Desde o início do ano passado, os brasileiros consumiram, inadvertidamente, até 2 milhões de cabeças de gado provenientes de áreas de conservação ambiental, terras indígenas e fazendas que usam trabalho análogo à escravidão dos Estados de Mato Grosso e Amazonas. O dado foi apurado pela empresa JBS, maior frigorífico da América Latina, e entregue na semana passada ao Ministério Público Federal.
A companhia identificou um total de 3.864 propriedades rurais que, em tese, não poderiam fornecer os animais para abate. Nesse universo, 2.217 fazendas se encontram em áreas embargadas pelo Instituto Brasileiro do Meio Ambiente e dos Recursos Naturais Renováveis (Ibama). Outras 81 criam gado em área de desmatamento e 1.127 ocupam unidades de conservação.
Diante das irregularidades, a JBS evitou adquirir o gado, mas verificou que os animais foram vendidos a outros frigoríficos, cujos nomes não foram divulgados. Procurado, o Ibama não se pronunciou sobre os números.
Embora não seja possível afirmar categoricamente, a falta de fiscalização do poder público dá margem para que parte da carne termine em contêineres, exportada para outros países.
"Os números mostram o que deixamos de comprar, mas alguém comprou", declarou ao Estado a diretora de Sustentabilidade da JBS, Angela Garcia. A empresa mapeou ainda 158 fazendas em terras indígenas e 281 propriedades flagradas pelo Ministério do Trabalho e Emprego como exploradoras de mão de obra em regime análogo à escravidão.
Fiscalização. Embora todas as áreas irregulares façam parte de cadastros federais, cabe aos Estados a fiscalização sobre a comercialização dos animais, afirmou o secretário adjunto de Defesa Agropecuária do Ministério da Agricultura, Enio Marques. Mesmo o Sistema de Inspeção Federal (SIF) abrange somente metade do rebanho nacional.
"Quem emite documento sanitário é o governo do Estado", explicou. "As indústrias precisam ter registro para vender no Brasil inteiro e no exterior. Se alguém não tem os registros, é questão de polícia, questão de ser clandestino", disse Marques.
Frigoríficos de três unidades da federação assinaram Termos de Ajustamento de Conduta (TAC) com o Ministério Público Federal, comprometendo-se a evitar a compra de carne bovina de estabelecimentos inscritos nos cadastros federais.
O MPF vai investigar a lista entregue pela JBS.
Compromisso nacional.
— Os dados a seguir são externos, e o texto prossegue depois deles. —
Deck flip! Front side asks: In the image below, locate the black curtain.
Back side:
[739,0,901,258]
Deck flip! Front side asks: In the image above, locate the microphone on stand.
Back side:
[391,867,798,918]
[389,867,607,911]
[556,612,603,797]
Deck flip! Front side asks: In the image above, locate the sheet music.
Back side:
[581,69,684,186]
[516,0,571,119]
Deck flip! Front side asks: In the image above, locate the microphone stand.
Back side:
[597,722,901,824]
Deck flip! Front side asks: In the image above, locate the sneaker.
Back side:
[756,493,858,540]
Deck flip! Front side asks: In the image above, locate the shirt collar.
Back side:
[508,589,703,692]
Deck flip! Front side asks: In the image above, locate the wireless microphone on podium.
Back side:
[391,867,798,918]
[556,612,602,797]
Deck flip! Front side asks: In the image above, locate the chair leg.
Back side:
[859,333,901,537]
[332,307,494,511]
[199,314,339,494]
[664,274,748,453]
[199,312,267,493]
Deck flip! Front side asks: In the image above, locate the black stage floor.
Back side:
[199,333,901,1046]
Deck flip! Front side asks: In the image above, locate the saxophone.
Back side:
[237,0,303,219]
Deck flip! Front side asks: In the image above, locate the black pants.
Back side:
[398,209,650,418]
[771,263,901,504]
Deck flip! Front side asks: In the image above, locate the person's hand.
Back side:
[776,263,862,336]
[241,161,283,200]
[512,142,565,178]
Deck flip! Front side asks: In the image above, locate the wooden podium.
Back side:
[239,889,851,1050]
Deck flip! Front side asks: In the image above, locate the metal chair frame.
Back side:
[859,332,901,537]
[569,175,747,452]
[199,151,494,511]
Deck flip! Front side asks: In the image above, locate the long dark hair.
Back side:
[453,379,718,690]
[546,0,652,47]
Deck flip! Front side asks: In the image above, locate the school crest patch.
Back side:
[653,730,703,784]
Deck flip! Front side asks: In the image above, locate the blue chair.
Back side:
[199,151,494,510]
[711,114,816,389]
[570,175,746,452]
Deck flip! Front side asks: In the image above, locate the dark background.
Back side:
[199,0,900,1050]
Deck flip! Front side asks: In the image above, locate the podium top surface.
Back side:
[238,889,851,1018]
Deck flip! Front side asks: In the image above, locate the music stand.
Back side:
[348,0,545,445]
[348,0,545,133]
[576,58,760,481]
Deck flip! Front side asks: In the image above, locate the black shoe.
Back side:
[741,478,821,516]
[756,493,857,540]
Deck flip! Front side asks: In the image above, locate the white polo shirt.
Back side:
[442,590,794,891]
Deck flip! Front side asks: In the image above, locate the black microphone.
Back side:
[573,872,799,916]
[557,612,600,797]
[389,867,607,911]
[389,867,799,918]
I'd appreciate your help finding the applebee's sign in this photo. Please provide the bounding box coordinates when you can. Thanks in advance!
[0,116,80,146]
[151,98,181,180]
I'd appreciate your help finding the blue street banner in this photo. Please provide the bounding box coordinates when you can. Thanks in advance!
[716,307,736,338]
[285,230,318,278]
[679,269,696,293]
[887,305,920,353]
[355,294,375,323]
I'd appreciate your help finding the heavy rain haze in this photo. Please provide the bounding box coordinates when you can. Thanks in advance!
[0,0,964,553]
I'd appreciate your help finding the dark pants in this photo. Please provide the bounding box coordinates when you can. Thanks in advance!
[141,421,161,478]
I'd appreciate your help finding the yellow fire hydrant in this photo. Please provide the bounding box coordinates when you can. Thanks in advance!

Diante do levantamento da JBS, o MPF vai tentar celebrar instrumentos semelhantes com os demais Estados, afirmou a diretora da empresa. "Os procuradores nos ouviram e, com base nessas informações, vai haver uma atualização do compromisso", contou Angela. "Esse acordo deve se estender ao País todo."
Uma medida simples, como melhorar o acesso e a confiabilidade do dados do governo sobre fazendas irregularidades, poderia auxiliar as empresas que querem cumprir a lei, disse Angela.
O Ministério do Trabalho informou que não tem informações sobre as fazendas. A reportagem não conseguiu falar na sexta-feira com a assessoria de imprensa da Fundação Nacional do Índio (Funai).